Inorganic Nitrite Supplementation Improves Endothelial Function With Aging: Translational Evidence for Suppression of Mitochondria-Derived Oxidative Stress

Abstract

[Figure: see text].

Trial registration: ClinicalTrials.gov NCT02393742.

Keywords: mitochondria; nitric oxide; oxidative stress; reactive oxygen species; sodium nitrite.

Figures

Figure 1.

Brachial artery flow-mediated dilation (FMD) expressed as percent (A and C; treatment x time p<0.05) and absolute (B and D; treatment x time p<0.05) change before and after 12 weeks of placebo (N=21) or sodium nitrite supplementation (N=26).
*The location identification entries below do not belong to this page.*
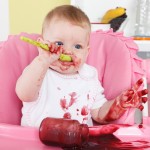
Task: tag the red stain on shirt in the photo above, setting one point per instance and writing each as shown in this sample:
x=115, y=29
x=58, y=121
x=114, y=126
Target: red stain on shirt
x=73, y=98
x=67, y=115
x=84, y=111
Values are presented as mean±SEM and as individual responses (lower panels). *p<0.05 vs. pre-intervention, within group.

Figure 2.

Nitrotyrosine expression in endothelial cells obtained via endovascular biopsy from study participants before (pre) and after (post) 12 weeks of supplementation with sodium nitrite or placebo (A, N=14–15/group; group x time p=0.28). Total reactive oxygen species (ROS) bioactivity (CellROX signal) (B; treatment x time p<0.05) and mitochondrial ROS bioactivity normalized for mitochondrial volume (MitoSOX relative to MitoTracker signal) (C; treatment x time p<0.05) in cultured human umbilical vein endothelial cells treated with plasma (plasma exposure experiments) from a subset of participants pre and post 12 weeks of supplementation with sodium nitrite or placebo, N=9–11/group. Data are expressed relative to pre-intervention values within group and presented as mean±SEM. *p<0.05 vs. pre-intervention, within group.

Figure 3.

Targeted metabolomics analysis of plasma samples taken before and after chronic supplementation with sodium nitrite or placebo from a subset of subjects (N=8–10/group). 3-Dimensional partial least squares-discriminant analysis depicting the differential response to treatment (expressed as a fold change from baseline within each group) in the sodium nitrite and placebo-treated groups (A). Hierarchical clustering analysis of top 25 metabolites differentially altered by treatment between sodium nitrite and placebo-treated groups (each box represents a fold change from baseline for a given subject) (B).

Figure 4.

Carotid artery endothelium-dependent dilation (EDD) to increasing doses of acetylcholine (A) and peak EDD (B) in the absence and presence of the nitric oxide (NO) synthase inhibitor L-NAME (NG-nitro-L-arginine methyl ester) in young (6 mo) control (YC) and old (27 mo) control (OC) mice and old mice supplemented with sodium nitrite for 8 weeks (ON). Carotid artery endothelium-independent dilation to increasing doses of the NO donor sodium nitroprusside (SNP) (C) and peak dilation to SNP (D). N=9–10/group. All data are mean±SEM. *p<0.05 vs. young control.

Figure 5.

Peak carotid artery endothelium-dependent dilation in the absence and presence of the mitochondrial-targeted antioxidant MitoQ (A) and the absence and presence of the mitochondrial stressor rotenone (B) in young (6 mo) control (YC) and old (27 mo) control (OC) mice and old mice supplemented with sodium nitrite for 8 weeks (ON). Aortic protein abundance of AMP-activated protein kinase (AMPK) (C), peroxisome proliferator-activated receptor gamma co-activator 1-alpha (PGC-1α) (D) and nuclear factor (erythroid-derived 2)-like 2 (NRF2) (E) and mitochondrial cytochrome C oxidase subunit IV (COXIV) (F) normalized to glyceraldehyde 3-phosphate dehydrogenase (GAPDH), with representative images from the same membrane below each panel. N=4–10/group. All data are mean±SEM. *p<0.05 vs. young control or for comparison indicated. #p<0.05 vs. absence of rotenone.